Merci pour cette invitation. Votre mission est vaste, je ne veux pas remonter trop loin mais vos questions ne sont pas nouvelles, et elles s'aggravent. En 2014, les collectivités locales ont été très largement contributrices à l'effort de réduction des dépenses publiques : elles ont participé pour 42 milliards d'euros, donc proche de 50 milliards en euros constants. C'est pourquoi nous disons que nous avons largement fait notre part. Cependant, chacun constatera que cet effort n'a pas eu d'effet sur la situation des comptes de l'État. Je m'étonne, dans ces conditions, que l'on continue de demander aux collectivités territoriales de participer au redressement des comptes publics car en réalité, elles sont les seules à l'avoir fait...
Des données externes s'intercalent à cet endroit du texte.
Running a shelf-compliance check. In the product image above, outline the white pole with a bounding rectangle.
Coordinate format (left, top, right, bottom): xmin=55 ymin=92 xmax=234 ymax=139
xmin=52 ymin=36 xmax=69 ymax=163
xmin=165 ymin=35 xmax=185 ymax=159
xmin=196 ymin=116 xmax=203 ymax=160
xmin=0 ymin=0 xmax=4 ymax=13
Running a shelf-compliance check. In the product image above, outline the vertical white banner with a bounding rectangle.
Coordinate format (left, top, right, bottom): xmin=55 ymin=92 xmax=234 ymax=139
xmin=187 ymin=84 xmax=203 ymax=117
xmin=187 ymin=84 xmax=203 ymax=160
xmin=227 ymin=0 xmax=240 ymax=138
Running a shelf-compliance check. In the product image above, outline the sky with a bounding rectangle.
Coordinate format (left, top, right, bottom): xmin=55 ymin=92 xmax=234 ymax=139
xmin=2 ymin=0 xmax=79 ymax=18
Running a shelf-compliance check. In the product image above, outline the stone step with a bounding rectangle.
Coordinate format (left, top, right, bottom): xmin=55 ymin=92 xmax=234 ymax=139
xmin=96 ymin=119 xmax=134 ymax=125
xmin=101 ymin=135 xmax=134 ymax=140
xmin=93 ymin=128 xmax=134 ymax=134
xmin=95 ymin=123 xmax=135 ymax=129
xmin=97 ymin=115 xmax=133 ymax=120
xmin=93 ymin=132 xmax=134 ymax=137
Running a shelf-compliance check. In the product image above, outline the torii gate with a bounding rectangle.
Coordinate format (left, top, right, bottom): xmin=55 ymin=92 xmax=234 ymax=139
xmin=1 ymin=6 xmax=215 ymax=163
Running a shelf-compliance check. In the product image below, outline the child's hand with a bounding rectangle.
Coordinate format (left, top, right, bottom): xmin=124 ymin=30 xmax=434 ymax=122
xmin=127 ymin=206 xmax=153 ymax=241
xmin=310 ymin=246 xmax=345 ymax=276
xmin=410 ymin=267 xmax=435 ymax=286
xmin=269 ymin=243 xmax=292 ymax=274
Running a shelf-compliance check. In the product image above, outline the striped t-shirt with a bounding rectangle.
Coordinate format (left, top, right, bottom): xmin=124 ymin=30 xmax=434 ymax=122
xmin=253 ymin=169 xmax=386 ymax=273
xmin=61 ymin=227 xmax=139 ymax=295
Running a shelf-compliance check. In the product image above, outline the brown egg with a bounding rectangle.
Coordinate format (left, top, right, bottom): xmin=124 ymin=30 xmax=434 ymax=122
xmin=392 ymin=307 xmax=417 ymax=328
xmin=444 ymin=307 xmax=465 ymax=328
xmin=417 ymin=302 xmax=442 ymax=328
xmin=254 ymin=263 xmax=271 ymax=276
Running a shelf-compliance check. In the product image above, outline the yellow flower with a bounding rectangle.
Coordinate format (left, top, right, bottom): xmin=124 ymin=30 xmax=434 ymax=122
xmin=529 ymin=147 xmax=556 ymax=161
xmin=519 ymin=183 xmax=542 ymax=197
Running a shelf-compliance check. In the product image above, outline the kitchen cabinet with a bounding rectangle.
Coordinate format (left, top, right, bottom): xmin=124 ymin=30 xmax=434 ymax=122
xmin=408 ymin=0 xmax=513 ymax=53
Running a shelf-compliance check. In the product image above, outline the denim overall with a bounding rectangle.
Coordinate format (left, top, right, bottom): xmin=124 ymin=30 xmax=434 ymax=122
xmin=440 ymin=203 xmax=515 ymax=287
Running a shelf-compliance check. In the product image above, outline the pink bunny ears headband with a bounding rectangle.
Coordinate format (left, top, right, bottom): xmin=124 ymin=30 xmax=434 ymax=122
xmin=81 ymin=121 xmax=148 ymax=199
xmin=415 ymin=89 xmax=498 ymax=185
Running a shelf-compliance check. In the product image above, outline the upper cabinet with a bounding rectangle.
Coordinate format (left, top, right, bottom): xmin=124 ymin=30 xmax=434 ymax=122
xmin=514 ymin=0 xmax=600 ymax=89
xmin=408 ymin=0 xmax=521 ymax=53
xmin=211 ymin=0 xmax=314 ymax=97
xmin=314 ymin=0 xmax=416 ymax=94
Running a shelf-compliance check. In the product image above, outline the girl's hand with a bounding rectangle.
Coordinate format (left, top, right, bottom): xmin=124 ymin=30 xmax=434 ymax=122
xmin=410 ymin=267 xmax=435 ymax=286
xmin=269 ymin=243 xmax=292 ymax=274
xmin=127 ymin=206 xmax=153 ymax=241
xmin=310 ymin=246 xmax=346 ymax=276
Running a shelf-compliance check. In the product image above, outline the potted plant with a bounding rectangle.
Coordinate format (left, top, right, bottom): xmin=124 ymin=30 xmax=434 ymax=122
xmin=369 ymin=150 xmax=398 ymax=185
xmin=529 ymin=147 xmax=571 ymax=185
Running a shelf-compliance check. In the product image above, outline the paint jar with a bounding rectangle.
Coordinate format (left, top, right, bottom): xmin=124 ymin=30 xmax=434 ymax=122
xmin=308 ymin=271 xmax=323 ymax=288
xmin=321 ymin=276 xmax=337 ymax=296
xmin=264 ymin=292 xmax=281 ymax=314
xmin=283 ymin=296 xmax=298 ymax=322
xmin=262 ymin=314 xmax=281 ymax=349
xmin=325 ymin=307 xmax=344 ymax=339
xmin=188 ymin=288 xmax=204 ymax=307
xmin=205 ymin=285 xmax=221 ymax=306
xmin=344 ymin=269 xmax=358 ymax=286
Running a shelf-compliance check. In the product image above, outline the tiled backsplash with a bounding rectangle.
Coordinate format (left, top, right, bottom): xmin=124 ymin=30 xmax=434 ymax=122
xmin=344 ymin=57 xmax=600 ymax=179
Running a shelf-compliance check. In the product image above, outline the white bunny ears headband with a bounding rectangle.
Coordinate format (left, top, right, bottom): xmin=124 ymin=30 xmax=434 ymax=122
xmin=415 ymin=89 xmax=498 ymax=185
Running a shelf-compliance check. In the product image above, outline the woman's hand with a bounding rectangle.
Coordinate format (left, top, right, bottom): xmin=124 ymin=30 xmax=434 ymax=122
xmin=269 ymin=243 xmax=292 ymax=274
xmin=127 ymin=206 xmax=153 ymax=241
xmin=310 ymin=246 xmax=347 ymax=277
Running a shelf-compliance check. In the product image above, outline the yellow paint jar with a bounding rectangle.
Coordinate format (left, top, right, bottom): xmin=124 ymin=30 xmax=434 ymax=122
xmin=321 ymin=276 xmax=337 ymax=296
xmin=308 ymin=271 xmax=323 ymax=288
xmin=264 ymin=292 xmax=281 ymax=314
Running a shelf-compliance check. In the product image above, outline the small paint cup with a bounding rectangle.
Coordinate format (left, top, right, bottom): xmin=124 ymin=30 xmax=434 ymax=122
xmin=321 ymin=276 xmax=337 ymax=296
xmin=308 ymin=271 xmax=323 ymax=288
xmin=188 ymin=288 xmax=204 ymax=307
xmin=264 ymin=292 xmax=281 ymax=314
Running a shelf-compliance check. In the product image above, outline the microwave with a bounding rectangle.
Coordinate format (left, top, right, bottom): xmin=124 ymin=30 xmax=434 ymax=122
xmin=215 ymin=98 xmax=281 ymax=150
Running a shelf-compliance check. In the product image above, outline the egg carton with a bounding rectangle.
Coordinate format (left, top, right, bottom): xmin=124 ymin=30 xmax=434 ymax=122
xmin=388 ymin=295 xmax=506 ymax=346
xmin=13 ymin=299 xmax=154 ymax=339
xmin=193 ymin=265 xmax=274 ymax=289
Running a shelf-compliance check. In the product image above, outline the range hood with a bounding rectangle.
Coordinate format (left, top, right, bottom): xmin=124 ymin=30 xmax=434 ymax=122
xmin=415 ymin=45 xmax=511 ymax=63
Or, nous avons quelques inquiétudes, et nous l'avons dit à la Première ministre et aux ministres des finances et des comptes publics. Car lorsque le ministre de l'économie évoque une revue des dépenses publiques, ce qui est un exercice très certainement utile pour l'État, il a ajouté « et notamment pour les collectivités territoriales » : nous nous sommes alors permis de lui rappeler le principe constitutionnel de la libre administration des collectivités locales.
Vous me demandez des exemples de transferts de charges et d'empiètement, par l'État, de ce principe de libre administration et d'autonomie financière - mais par où commencer, tant ces exemples abondent ? Voyez la dernière loi de finances, où les chiffres avancés par Bercy sur l'état des finances locales, qui serait brillant, ne cessent d'étonner les maires, qui sont en prise avec la réalité, tout autre.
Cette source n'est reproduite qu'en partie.